Еще к концу июля прибыл гонец от атамана Мурылы, от правобережного, с нижайшей просьбой Днепр перемахнуть, людишек в одно соединить, и не так, чтоб в подчинение, а на правах равных: команда по очереди и дележ пополам.
И Myрыле отвечал Алексей Ушастый, трех сотен начальник и командир над пятью пулеметами (был еще другой Алексей, под Вознесенском, Безухий, кого поймали в прошлом году, обезушили и расстреляли, а оказалось: не достреляли, уполз с красными пулями и выжил):
"Не хочу, потому что я сам по себе, а у меня не людишки, а партизанские революционеры за волю и землю для российского народа против комиссаров и жидов по тайному и равному голосованию, а ты, сукина сволочь, деревни палишь и на карачках в гетманы ползешь. Долой гетманов, офицеров и всякую власть. Ура!"

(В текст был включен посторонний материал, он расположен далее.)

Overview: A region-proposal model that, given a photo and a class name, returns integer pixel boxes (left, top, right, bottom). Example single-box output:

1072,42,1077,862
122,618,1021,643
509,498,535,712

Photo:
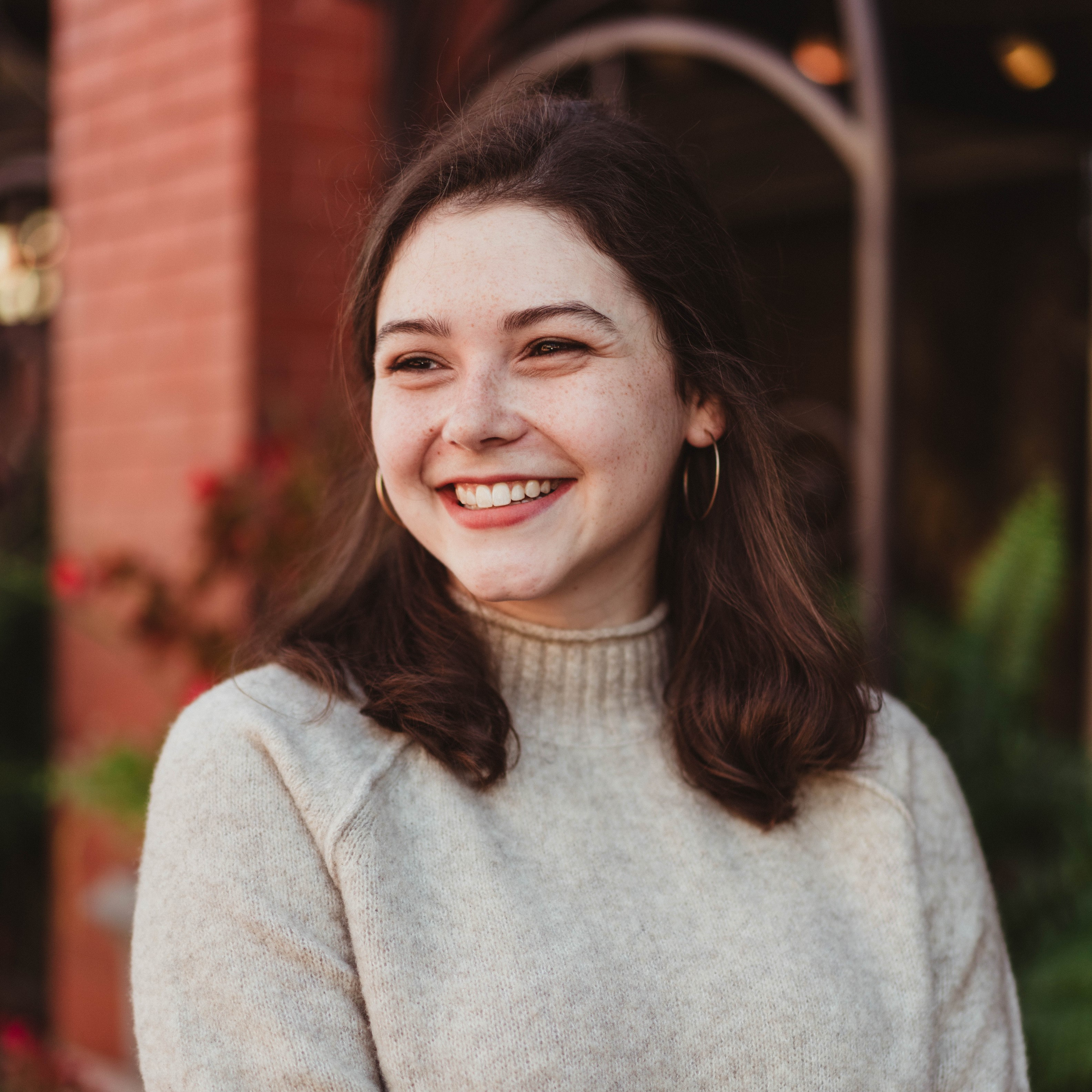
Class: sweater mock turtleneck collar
460,596,668,747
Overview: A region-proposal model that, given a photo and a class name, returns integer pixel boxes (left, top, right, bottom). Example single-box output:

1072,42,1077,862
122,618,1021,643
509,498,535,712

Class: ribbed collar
459,596,667,747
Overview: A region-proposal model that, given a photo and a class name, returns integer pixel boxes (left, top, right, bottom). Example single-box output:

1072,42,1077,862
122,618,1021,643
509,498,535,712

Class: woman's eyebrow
500,299,618,334
376,316,451,345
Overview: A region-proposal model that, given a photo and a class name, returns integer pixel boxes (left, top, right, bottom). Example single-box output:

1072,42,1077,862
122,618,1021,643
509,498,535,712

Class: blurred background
0,0,1092,1090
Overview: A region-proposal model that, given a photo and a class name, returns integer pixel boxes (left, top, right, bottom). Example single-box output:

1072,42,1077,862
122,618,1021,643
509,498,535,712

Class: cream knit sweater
133,608,1027,1092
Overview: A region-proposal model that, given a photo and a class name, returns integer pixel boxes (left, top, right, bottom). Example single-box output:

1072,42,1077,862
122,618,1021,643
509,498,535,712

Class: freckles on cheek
371,405,431,475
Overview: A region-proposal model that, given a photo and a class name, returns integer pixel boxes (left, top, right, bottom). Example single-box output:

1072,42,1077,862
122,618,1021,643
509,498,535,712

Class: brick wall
51,0,384,1057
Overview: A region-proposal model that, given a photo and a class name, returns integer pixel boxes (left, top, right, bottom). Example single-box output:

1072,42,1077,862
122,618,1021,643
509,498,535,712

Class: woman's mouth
454,478,560,510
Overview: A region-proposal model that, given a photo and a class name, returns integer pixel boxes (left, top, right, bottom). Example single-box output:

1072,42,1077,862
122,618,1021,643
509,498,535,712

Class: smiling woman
133,93,1025,1092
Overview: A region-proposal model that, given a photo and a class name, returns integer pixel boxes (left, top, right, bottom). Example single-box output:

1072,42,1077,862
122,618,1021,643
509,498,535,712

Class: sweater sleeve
894,708,1028,1092
132,699,381,1092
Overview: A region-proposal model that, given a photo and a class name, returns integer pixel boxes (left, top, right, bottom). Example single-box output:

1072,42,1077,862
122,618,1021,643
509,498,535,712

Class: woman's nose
441,369,526,451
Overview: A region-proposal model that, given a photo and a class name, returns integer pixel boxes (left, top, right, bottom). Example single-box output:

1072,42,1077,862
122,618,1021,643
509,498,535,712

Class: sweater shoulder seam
322,739,413,876
834,770,917,834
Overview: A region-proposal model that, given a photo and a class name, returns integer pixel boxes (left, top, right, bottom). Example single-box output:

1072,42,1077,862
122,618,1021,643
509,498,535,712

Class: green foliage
51,744,155,828
900,482,1092,1092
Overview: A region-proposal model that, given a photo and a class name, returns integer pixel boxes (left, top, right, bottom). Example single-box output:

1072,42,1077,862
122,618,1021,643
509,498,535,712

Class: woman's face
371,204,723,628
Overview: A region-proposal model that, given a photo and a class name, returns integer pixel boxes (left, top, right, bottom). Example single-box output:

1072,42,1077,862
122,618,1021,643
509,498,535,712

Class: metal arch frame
486,0,894,659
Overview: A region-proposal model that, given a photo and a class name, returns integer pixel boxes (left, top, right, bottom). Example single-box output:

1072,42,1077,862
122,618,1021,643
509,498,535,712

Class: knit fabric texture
132,608,1028,1092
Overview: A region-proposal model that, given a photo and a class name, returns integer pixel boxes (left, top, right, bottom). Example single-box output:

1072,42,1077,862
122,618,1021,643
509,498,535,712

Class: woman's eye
389,356,439,371
529,341,583,356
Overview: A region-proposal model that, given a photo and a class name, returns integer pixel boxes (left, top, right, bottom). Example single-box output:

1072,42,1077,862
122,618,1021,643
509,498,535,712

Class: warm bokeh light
793,37,850,86
995,34,1056,91
0,209,67,326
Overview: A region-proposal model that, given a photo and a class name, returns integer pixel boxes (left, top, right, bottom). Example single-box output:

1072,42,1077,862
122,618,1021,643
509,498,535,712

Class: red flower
49,557,89,599
0,1019,43,1058
182,675,216,707
189,471,224,503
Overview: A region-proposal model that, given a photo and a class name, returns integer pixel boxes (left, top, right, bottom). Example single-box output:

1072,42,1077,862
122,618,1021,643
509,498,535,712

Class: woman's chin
449,570,554,603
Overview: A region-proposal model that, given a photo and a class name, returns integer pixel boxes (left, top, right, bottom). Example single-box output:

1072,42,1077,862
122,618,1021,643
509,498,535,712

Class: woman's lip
436,474,566,489
437,478,576,531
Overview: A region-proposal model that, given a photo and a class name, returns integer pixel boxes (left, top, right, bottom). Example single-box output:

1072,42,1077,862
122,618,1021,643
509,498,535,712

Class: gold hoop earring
682,440,721,523
376,466,405,527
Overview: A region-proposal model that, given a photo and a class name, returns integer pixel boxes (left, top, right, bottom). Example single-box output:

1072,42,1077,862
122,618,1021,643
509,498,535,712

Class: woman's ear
686,392,727,448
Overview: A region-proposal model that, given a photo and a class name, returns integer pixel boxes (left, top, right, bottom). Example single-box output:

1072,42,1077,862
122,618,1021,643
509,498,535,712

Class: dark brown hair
263,91,871,826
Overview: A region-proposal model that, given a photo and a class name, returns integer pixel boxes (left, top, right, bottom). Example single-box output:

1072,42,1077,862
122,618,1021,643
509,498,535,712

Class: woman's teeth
455,478,557,508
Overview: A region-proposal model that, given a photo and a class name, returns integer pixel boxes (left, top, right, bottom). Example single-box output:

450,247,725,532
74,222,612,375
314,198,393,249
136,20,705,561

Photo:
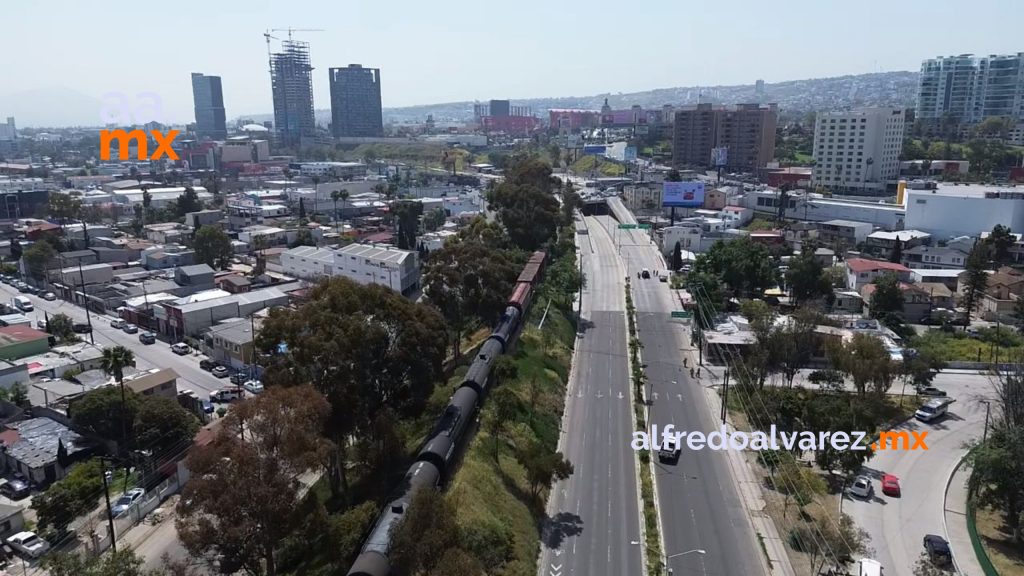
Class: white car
7,532,50,559
850,476,874,498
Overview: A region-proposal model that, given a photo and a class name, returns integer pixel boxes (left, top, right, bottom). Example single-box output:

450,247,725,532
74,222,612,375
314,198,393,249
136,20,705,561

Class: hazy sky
0,0,1024,122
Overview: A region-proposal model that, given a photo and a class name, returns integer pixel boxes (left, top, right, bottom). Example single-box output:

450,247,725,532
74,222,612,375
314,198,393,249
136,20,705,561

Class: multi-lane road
539,218,643,576
599,201,766,576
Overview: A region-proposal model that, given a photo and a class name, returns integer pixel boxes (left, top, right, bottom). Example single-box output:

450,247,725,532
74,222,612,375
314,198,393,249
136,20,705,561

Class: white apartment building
281,244,420,294
811,108,904,191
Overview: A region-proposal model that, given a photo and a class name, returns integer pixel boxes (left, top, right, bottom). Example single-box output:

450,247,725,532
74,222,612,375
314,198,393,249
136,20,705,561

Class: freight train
348,251,547,576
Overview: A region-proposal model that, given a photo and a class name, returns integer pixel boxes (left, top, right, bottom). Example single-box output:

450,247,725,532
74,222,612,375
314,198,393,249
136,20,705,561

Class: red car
882,474,900,498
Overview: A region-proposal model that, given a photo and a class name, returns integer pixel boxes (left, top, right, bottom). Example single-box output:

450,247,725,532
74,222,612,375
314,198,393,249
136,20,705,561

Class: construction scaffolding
268,40,316,148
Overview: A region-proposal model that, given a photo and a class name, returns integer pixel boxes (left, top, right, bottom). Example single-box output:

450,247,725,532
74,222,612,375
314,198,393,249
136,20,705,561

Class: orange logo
99,129,178,160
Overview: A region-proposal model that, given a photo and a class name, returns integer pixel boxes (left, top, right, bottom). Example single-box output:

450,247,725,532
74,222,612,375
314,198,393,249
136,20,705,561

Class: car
7,532,50,559
850,476,874,498
882,474,902,498
0,479,32,500
924,534,953,566
111,488,145,518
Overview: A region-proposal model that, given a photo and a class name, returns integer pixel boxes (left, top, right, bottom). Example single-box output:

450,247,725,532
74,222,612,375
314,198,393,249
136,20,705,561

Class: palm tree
331,189,356,232
99,346,135,450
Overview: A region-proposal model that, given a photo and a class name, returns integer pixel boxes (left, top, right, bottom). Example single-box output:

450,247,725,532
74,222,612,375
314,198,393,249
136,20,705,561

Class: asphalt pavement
599,213,765,576
538,214,643,576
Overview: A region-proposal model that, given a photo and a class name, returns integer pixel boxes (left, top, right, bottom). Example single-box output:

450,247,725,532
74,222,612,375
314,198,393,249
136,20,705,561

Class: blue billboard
662,182,703,208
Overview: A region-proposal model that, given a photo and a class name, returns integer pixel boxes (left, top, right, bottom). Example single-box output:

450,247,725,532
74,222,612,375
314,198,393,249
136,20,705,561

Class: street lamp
665,548,708,574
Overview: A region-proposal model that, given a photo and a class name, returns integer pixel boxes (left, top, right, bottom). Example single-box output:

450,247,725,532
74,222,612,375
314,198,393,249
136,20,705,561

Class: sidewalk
942,460,985,576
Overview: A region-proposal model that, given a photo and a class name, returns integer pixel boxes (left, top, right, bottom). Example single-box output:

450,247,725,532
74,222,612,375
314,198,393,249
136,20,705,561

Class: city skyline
0,0,1021,126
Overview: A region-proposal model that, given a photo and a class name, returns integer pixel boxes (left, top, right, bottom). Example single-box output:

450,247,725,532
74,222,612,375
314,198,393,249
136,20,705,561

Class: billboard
662,182,703,208
711,148,729,167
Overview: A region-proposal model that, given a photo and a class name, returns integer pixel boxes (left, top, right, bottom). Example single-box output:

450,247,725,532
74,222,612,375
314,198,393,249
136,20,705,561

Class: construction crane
267,28,327,42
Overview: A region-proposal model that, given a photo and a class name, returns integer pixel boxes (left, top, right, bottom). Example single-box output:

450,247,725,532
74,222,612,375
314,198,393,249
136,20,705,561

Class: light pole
665,548,708,574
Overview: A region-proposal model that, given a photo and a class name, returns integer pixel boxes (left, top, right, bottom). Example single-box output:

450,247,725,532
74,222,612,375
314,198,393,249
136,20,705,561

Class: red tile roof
846,258,910,274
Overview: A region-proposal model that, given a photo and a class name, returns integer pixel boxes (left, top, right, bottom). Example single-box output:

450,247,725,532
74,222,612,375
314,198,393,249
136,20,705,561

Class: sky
0,0,1024,126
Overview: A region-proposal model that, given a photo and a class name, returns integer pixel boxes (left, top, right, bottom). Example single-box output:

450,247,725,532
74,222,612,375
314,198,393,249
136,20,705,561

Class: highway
598,203,766,576
538,214,643,576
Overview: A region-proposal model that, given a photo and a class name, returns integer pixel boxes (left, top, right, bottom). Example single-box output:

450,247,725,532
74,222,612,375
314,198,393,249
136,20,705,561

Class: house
846,258,910,292
902,246,967,270
0,417,91,485
978,266,1024,321
818,220,874,247
860,282,932,323
0,324,50,360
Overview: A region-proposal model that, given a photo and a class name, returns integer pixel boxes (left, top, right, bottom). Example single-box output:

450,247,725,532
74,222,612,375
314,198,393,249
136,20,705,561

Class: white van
857,558,885,576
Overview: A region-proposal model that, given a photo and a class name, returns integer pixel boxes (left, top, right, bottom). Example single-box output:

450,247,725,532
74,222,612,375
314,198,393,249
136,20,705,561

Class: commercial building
906,182,1024,240
915,52,1024,128
270,40,316,147
811,108,903,193
281,244,420,294
328,64,384,137
672,104,778,172
193,72,227,140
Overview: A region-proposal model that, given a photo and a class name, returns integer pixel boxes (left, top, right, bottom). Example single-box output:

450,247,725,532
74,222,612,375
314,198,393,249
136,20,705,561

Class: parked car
850,476,874,498
7,532,50,559
0,479,32,500
111,488,145,518
924,534,953,566
882,474,902,498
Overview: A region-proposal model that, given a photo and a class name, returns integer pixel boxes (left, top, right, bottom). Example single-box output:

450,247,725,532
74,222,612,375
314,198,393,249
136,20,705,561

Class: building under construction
270,40,316,148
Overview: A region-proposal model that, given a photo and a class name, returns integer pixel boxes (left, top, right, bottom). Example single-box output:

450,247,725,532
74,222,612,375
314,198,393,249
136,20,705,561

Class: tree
194,225,233,270
985,224,1017,262
24,242,57,281
423,240,518,358
46,314,78,342
869,273,903,318
393,200,423,250
672,241,683,271
423,208,447,232
32,458,103,534
487,157,559,250
42,547,157,576
962,242,988,315
174,385,330,576
256,278,446,496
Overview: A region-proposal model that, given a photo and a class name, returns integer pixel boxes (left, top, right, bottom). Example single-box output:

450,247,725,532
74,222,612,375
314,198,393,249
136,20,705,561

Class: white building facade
811,108,904,192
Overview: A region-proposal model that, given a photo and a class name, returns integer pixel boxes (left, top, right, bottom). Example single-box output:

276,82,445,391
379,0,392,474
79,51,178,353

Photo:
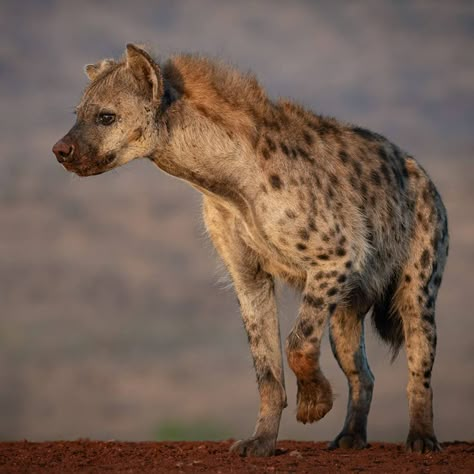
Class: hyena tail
372,278,405,362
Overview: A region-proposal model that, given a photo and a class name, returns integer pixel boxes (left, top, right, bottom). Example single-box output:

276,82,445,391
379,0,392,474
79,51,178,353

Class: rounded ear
126,44,163,102
84,59,115,81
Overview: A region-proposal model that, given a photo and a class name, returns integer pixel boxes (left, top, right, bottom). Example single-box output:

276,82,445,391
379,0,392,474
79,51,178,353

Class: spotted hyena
53,45,448,455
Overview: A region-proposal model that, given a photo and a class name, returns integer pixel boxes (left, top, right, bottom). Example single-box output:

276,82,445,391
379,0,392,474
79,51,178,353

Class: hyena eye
97,112,115,125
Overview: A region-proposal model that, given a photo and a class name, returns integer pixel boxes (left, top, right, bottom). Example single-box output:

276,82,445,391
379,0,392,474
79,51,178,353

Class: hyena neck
151,56,269,206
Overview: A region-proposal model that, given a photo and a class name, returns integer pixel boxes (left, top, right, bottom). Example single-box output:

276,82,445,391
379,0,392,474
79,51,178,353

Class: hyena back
53,45,448,455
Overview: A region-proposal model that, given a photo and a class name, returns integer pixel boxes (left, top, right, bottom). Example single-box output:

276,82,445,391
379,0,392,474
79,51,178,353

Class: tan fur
55,45,448,455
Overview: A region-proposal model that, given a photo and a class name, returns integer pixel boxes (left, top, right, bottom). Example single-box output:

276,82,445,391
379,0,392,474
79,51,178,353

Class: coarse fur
53,45,448,455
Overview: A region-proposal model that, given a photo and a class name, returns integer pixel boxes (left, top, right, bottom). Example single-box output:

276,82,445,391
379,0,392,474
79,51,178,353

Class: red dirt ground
0,440,474,474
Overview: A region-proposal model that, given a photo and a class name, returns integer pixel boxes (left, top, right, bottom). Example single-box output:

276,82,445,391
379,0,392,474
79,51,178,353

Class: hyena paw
296,378,333,423
406,433,441,453
230,436,276,457
329,432,367,449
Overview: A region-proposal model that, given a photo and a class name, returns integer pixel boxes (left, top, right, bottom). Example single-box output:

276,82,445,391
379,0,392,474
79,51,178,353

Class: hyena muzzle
53,45,448,455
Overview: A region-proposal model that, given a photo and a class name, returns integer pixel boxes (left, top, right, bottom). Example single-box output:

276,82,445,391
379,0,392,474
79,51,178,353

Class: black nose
53,139,74,163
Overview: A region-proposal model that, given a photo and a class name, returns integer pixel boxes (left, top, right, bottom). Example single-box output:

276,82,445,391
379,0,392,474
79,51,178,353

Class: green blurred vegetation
154,419,230,441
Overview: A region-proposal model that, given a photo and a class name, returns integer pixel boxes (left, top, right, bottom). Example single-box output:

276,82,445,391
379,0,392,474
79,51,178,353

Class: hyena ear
84,59,115,81
126,44,163,102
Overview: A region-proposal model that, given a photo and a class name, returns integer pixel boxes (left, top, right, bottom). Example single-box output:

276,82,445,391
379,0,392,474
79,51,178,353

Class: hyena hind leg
204,200,286,456
394,221,447,452
329,307,374,449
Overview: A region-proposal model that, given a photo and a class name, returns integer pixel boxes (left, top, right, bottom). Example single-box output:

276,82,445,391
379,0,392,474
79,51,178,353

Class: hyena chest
240,218,306,286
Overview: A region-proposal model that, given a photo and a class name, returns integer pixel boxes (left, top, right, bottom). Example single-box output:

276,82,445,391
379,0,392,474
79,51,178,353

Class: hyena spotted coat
53,45,448,455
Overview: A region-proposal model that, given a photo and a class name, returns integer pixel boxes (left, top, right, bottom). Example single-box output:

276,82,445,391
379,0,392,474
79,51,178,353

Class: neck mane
162,54,272,144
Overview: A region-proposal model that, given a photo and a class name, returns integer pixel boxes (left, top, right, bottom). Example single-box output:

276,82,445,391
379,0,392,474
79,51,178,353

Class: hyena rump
53,45,448,455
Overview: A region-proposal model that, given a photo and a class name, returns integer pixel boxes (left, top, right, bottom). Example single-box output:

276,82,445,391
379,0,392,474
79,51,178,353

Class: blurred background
0,0,474,441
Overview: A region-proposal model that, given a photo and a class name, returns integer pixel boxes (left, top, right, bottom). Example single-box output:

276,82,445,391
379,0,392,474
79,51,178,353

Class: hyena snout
53,136,77,164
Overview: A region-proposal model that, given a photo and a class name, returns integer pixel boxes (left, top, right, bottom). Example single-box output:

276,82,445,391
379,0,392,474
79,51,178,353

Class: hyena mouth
63,153,117,176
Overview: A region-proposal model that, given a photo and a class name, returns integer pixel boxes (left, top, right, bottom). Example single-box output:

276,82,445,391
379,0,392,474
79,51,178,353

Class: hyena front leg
286,268,344,423
329,306,374,449
204,202,286,456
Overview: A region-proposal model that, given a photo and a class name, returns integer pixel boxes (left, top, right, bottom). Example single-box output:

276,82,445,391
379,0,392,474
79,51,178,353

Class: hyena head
53,44,164,176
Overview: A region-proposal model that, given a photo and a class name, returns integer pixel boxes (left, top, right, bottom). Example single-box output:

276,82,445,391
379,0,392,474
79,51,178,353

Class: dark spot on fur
262,147,271,160
380,163,392,184
303,295,324,308
270,174,283,189
339,150,350,164
337,273,347,283
308,217,317,232
298,229,309,240
296,147,314,163
265,137,276,151
370,170,382,186
300,321,313,337
422,313,434,325
352,160,362,178
280,142,290,156
303,130,314,145
420,249,430,268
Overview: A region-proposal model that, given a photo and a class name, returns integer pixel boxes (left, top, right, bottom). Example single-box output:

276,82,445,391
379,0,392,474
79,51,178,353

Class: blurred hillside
0,0,474,440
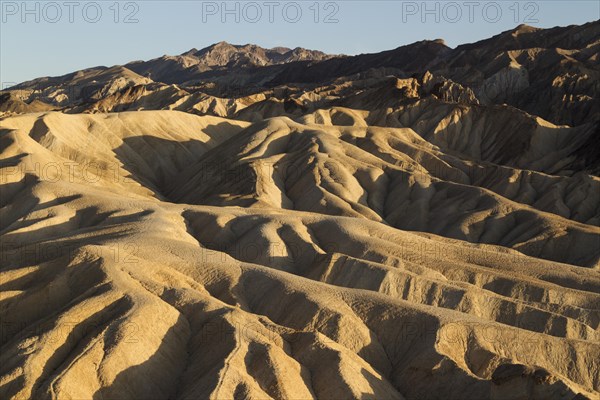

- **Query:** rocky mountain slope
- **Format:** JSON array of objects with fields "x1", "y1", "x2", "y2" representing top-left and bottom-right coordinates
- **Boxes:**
[{"x1": 0, "y1": 22, "x2": 600, "y2": 400}]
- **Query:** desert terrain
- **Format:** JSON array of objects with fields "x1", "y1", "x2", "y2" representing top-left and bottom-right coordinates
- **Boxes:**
[{"x1": 0, "y1": 21, "x2": 600, "y2": 400}]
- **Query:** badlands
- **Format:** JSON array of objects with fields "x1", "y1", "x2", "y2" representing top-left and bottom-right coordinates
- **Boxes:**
[{"x1": 0, "y1": 21, "x2": 600, "y2": 400}]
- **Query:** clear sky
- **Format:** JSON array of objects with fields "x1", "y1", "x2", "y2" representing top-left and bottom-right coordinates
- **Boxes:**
[{"x1": 0, "y1": 0, "x2": 600, "y2": 88}]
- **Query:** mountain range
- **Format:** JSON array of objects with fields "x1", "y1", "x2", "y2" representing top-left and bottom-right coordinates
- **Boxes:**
[{"x1": 0, "y1": 21, "x2": 600, "y2": 400}]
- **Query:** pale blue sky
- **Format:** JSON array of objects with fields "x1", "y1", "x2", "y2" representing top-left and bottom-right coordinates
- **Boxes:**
[{"x1": 0, "y1": 0, "x2": 600, "y2": 87}]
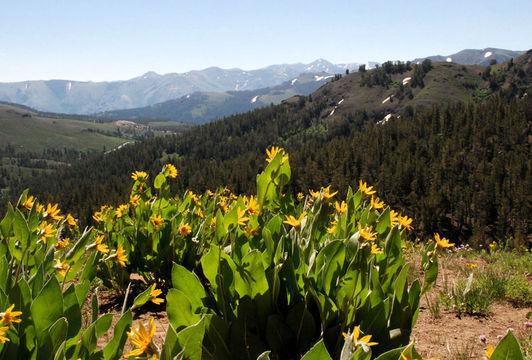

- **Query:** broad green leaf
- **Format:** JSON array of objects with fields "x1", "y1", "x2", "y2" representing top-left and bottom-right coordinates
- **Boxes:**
[
  {"x1": 301, "y1": 340, "x2": 332, "y2": 360},
  {"x1": 63, "y1": 284, "x2": 81, "y2": 338},
  {"x1": 0, "y1": 203, "x2": 15, "y2": 239},
  {"x1": 172, "y1": 263, "x2": 207, "y2": 311},
  {"x1": 13, "y1": 209, "x2": 30, "y2": 250},
  {"x1": 257, "y1": 351, "x2": 271, "y2": 360},
  {"x1": 234, "y1": 250, "x2": 269, "y2": 299},
  {"x1": 160, "y1": 324, "x2": 181, "y2": 360},
  {"x1": 133, "y1": 286, "x2": 151, "y2": 308},
  {"x1": 375, "y1": 207, "x2": 391, "y2": 234},
  {"x1": 31, "y1": 276, "x2": 63, "y2": 334},
  {"x1": 166, "y1": 289, "x2": 201, "y2": 330},
  {"x1": 0, "y1": 256, "x2": 7, "y2": 290},
  {"x1": 66, "y1": 229, "x2": 92, "y2": 265},
  {"x1": 177, "y1": 318, "x2": 205, "y2": 360},
  {"x1": 153, "y1": 174, "x2": 166, "y2": 189},
  {"x1": 91, "y1": 288, "x2": 99, "y2": 323},
  {"x1": 103, "y1": 310, "x2": 133, "y2": 360}
]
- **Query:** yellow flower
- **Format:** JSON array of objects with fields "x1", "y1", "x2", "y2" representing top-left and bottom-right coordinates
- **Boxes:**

Диктовал Ушастый, а писал Симеон, из конотопских семинаристов, углем из костра потухшего по сосновой доске; доску обстругал Гаврюха...
Гонец доску взял, под рубаху сунул и ускакал, молча, как молча привез письмецо с сургучной печатью и шнурком.
Потом, когда к югу повернули и возле речушки на ночь расположились, Симеон подполз к Ушастому, под кусты.
-- Почему ты Мурыле сам не написал, а мне велел?
-- Неграмотный я, -- нехотя сказал Ушастый и зевнул. -- Спи уж, поповна.
-- Неграмотный? А у кого записная книжка за голенищем? С карандашиком... А намедни кто в ней все чиркал да чиркал?
Вскочил Ушастый...
Утром двинулись, верст пять отъехали, и схватился Гаврюха: нет поповича -- погнал двух в поиски, атамана не спросясь, за что и наказан был Ушастым: в строй отправлен на неделю.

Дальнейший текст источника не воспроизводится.